La répartition des rôles entre les hormones sexuelles progestérone et œstrogène dans la croissance du cancer du sein diffère de ce que l'on pensait. Bonne nouvelle : la progestérone joue un rôle protecteur.

La progestérone, hormone de grossesse, inhibe la croissance du cancer du sein

La progestérone, présente chez l'homme comme chez la femme, s'accroît fortement durant la grossesse pour préparer le corps à l'accouchement et à l'allaitement. Elle figure aussi dans certaines pilules contraceptives pour inhiber l'ovulation.

Autrefois, l'hormonothérapie substitutive utilisait des progestatifs synthétiques comme l'acétate de médroxyprogestérone (MPA) contre les symptômes ménopausiques. Leur lien avec un risque accru de cancer du sein a réduit leur usage. Cependant, selon une équipe dirigée par Hisham Mohammed et Jason Carroll (Université de Cambridge), publiée dans Nature, la progestérone elle-même ne cause pas le cancer du sein.

Une étude de 2008 dans Breast Cancer Research and Treatment confirme que la progestérone n'augmente pas ce risque. De plus, un récepteur de progestérone élevé signale souvent un cancer plus traitable, surtout avec récepteur α des œstrogènes (ERα), promoteur de la croissance tumorale.

Les chercheurs montrent que la progestérone bénéficie aux cancers œstrogéno-dépendants. Des agonistes du récepteur de progestérone aident même quand les anti-œstrogènes échouent. Ils ont étudié les interactions entre récepteurs de progestérone (PR) et ERα, facteurs de transcription liant l'ADN pour activer des gènes.
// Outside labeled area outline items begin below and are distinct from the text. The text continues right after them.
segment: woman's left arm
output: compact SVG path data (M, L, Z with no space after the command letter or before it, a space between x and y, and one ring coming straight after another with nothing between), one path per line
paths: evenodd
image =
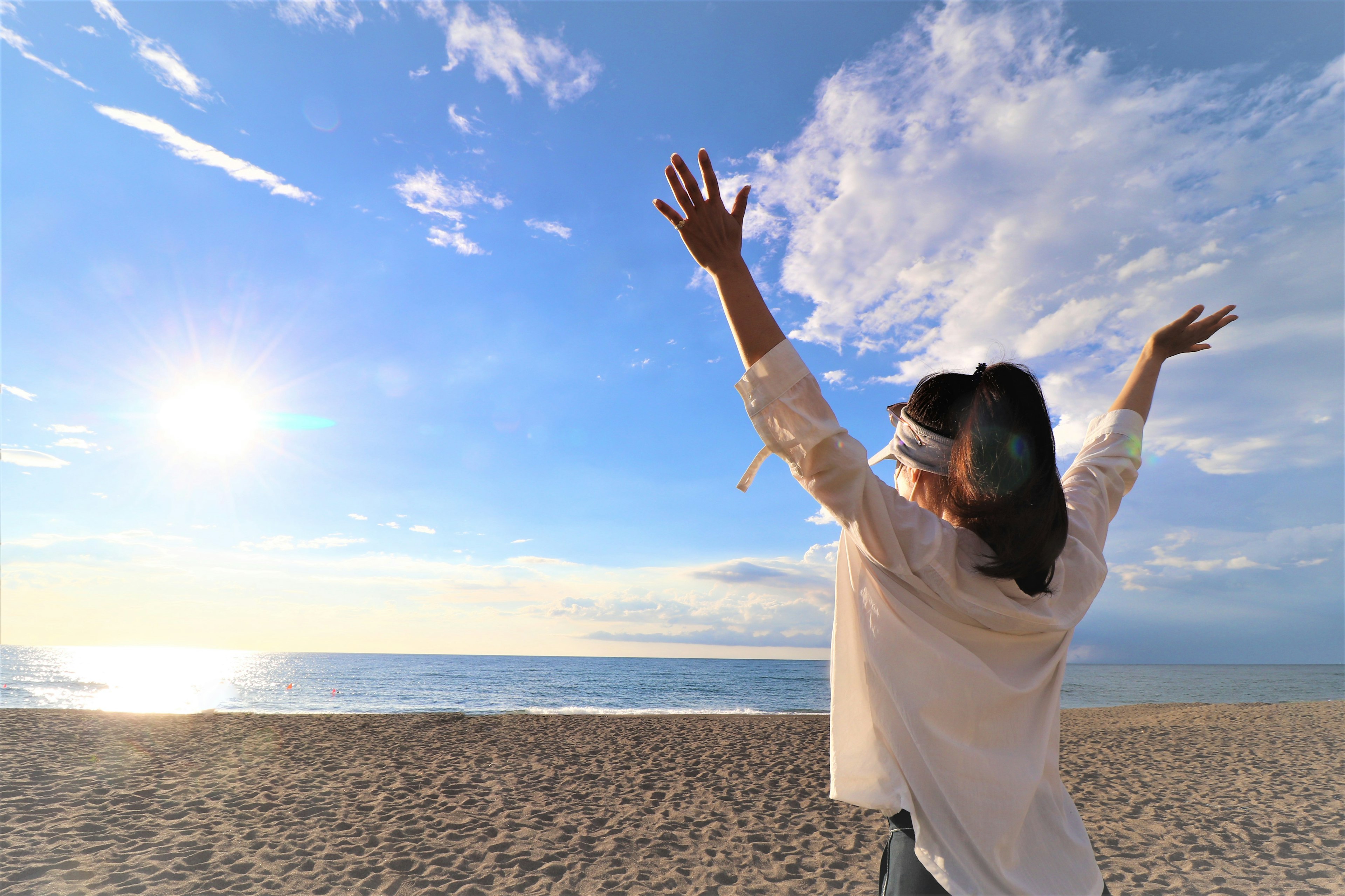
M905 501L873 474L863 446L837 422L818 382L761 298L742 261L742 218L751 188L738 191L733 210L726 210L703 149L699 161L707 197L682 157L672 156L664 173L683 214L659 199L654 204L678 228L691 258L714 277L748 368L738 392L761 441L784 458L799 484L854 533L876 563L911 575L912 564L929 566L942 556L935 564L951 568L952 527Z
M705 192L709 195L701 195L695 175L681 156L672 153L672 164L663 173L667 175L682 214L662 199L655 199L654 204L677 227L695 263L714 278L742 365L752 367L784 341L784 330L775 322L775 316L761 298L761 290L752 279L752 271L742 261L742 218L748 211L752 187L738 191L730 211L724 207L720 196L720 181L710 165L710 153L702 149L698 160Z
Sur cellules cancéreuses, la progestérone via PR modifie les sites de liaison d'ERα, activant des gènes pro-apoptotiques qui induisent la mort cellulaire précoce.

Chez la souris avec xénogreffes humaines : sans hormones, pas de croissance ; avec œstrogènes, croissance ; avec progestérone ajoutée, inhibition. PR active alors des gènes différents via ERα.

La progestérone n'induit pas les tumeurs et freine celles stimulées par les œstrogènes. Elle potentialise aussi le tamoxifène.

Sur 2000 cancers du sein analysés, 1/5 montre un faible niveau de récepteurs PR, limitant leur effet protecteur.

Historiquement, les récepteurs PR pronostiquaient la gravité et la réponse aux anti-œstrogènes. Ici, PR influence ERα : les stimuler pourrait aider de nombreuses patientes.

Les auteurs préconisent une double stratégie : bloquer ERα et activer PR, comme "ceinture et bretelles" pour minimiser les tumeurs.